Even though no test dose regimen is completely infallible, it appears most prudent to use an epinephrine-containing test dose before administering the therapeutic dose of local anesthetic, particularly if the block is administered in an anatomic location near a blood vessel.127 The test dose should be repeated before subsequent bolus injections through a catheter. If the drug injection is visualized in real time using ultrasound, test dosing may be less critical, as the actual drug deposition can be visualized during the injection, although this, too, may not be infallible. If the child is receiving a general inhalation anesthetic, blood pressure and the ST-segment configuration, in addition to the heart rate, should be carefully and frequently observed after injection of the test dose.84 Pretreatment with atropine may increase the rate of detecting an unintended intravascular injection. In addition, the rate of injection may also be a factor in the development of toxicity. If injection is partially or completely intravascular, a slow injection may not exceed the toxic threshold, whereas a rapid injection could. Thus slow, incremental injection of the therapeutic blocking dose of local anesthetic (over several minutes), even though repeated injections within a brief period might also result in toxic reactions, may further increase the safety of regional blockade.
Treatment of toxic reactions to local anesthetic overdose requires knowledge of the signs and symptoms previously described. The signs of local-anesthetic toxicity, with the exception of the catastrophic cardiovascular events, are all masked by general anesthesia. Indeed, inhaled anesthetics may actually raise the threshold for seizures and thereby delay the detection of toxicity until cardiovascular collapse occurs. Even in the nonanesthetized child, the progression from prodromal signs to cardiovascular collapse may be very rapid and the initial resuscitative therapy in some cases may need to be directed at reestablishing circulation and normal cardiac rhythm, including the timely institution of chest compressions, while definitive treatments are being readied. As always, initial management should consist of establishing and maintaining a patent airway and providing supplemental oxygen. The timely administration of a CNS depressant that alters the seizure threshold may prevent seizures. Midazolam (0.05 to 0.2 mg/kg IV), thiopental (2 to 3 mg/kg IV), or propofol (1 to 3 mg/kg IV) effectively prevent or terminate seizure activity, however the latter two agents are also potent myocardial depressants and should be used with caution. If seizure activity is present and the airway is not secured, the use of succinylcholine or other relaxant may facilitate tracheal intubation but does not prevent seizure activity. It should be remembered, however, that the acute morbidity from seizures is the result of airway complications (hypoxia and aspiration) and that securing the airway takes precedence over the actual control of the electrical activity of the seizure. CNS excitability is exacerbated in the presence of hypercarbia; it is, therefore, important to mildly hyperventilate children who have seizures.

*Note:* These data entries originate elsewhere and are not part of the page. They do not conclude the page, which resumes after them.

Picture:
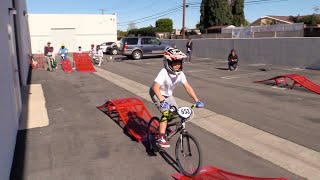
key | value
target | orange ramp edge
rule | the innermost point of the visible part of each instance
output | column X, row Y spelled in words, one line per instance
column 132, row 112
column 83, row 62
column 213, row 173
column 66, row 66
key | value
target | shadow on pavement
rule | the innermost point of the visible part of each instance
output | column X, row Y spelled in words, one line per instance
column 19, row 158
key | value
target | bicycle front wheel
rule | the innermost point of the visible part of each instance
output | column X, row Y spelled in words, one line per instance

None of these interventions should in any way supplant or delay the administration of lipid emulsion to directly treat the toxic levels of local anesthetic, and help should be sought to carry out these treatments simultaneously. Indeed, two case reports suggest that lipid emulsion may reverse the CNS symptoms of local-anesthetic toxicity in the absence of cardiovascular collapse, and might be a preferable first line therapy.133,134
Advances in the treatment of local-anesthetic toxicity have dramatically altered the therapeutic interventions that should be initiated in the event of cardiovascular collapse after a large intravascular injection of an amide local anesthetic. IV lipid emulsion has been shown to be effective for resuscitation of cardiac arrest caused by both bupivacaine and ropivacaine toxicity. In dogs, successful resuscitation after cardiac arrest and 10 minutes of external cardiac massage was demonstrated after lipid administration.135 Although 100% of the dogs that received an infusion of 20% lipid emulsion were successfully resuscitated, none of the controls that received a saline infusion survived. A clear relationship between the tissue concentration and the response has also been established.136 These animal studies have been corroborated by several anecdotal reports of rescue from cardiac arrest in humans that followed intravascular injections of all of the amide local anesthetics in common use.137–140 The mechanism of action of lipid emulsions in bupivacaine toxicity is not entirely understood, but studies in isolated rat heart preparations concluded that lipid treatment promotes the elution of bupivacaine from the myocardium and accelerates the recovery from bupivacaine-induced asystole.141 This “lipid sink” hypothesis suggests a novel mechanism of action as compared with more conventional antidysrhythmic drugs, and the treatment appears to be more effective as well. An inverse relationship between the concentration of lipid emulsion and the myocardial bupivacaine concentration (greater lipid concentrations were more effective at decreasing the bupivacaine concentration in the myocardium) suggests that this lipid sink hypothesis is correct.136 In support of this theory, in vitro evidence indicates that the lipid solubility of the local anesthetic determines, in part, its responsiveness to lipid resuscitation.142 Although long-chain lipids are recommended for resuscitation after the pH is normalized, recent evidence suggests that a lipid formulation that contains a mixture of medium- and long-chain lipids is superior to long-chain lipid to extract local anesthetic, and that the binding efficiency of the former is independent of blood pH.143
In a rat study of cardiac arrest, excessive epinephrine during the initial arrest phase may actually impair resuscitation with lipid emulsion and prevent a sustained response to treatment, and whereas the initial return to cardiac function may be quicker after epinephrine, sustained recovery was better after the lipid emulsion when compared with the high-dose (greater than 10 µg/kg) epinephrine group. This contrasts with a pig model of severe bupivacaine toxicity (50% reduction in arterial pressure) in which initial treatment with epinephrine more rapidly restored vital signs than did Intralipid (lipid emulsion) administration.144 The same investigators also demonstrated that during bupivacaine-induced cardiac arrest in a pig model, survival after epinephrine alone or the combination of epinephrine and Intralipid was greater than after Intralipid alone or in combination with vasopressin.144
The anecdotal human reports and experimental literature suggests that 1.5 mL/kg of 20% lipid emulsion should be administered over 1 minute and repeated every 3 to 5 minutes, up to a maximum of 3 mL/kg, followed by a maintenance infusion rate of 0.25 mL/kg/min until the circulation is restored.145 Several pediatric events report success with this intervention, with a range of doses similar to those reported in adults.138,146,147 Therefore, although the dose of lipids in children remains speculative and has not been subject to controlled investigation, the adult guidelines appear to be effective in children. There is a growing consensus that 20% lipid emulsions should be immediately available in any location where regional anesthesia is performed, to permit rapid treatment of cardiac toxicity. Although propofol is compounded in a lipid emulsion, it is not recommended as a substitute for Intralipid for resuscitation from local-anesthetic toxicity.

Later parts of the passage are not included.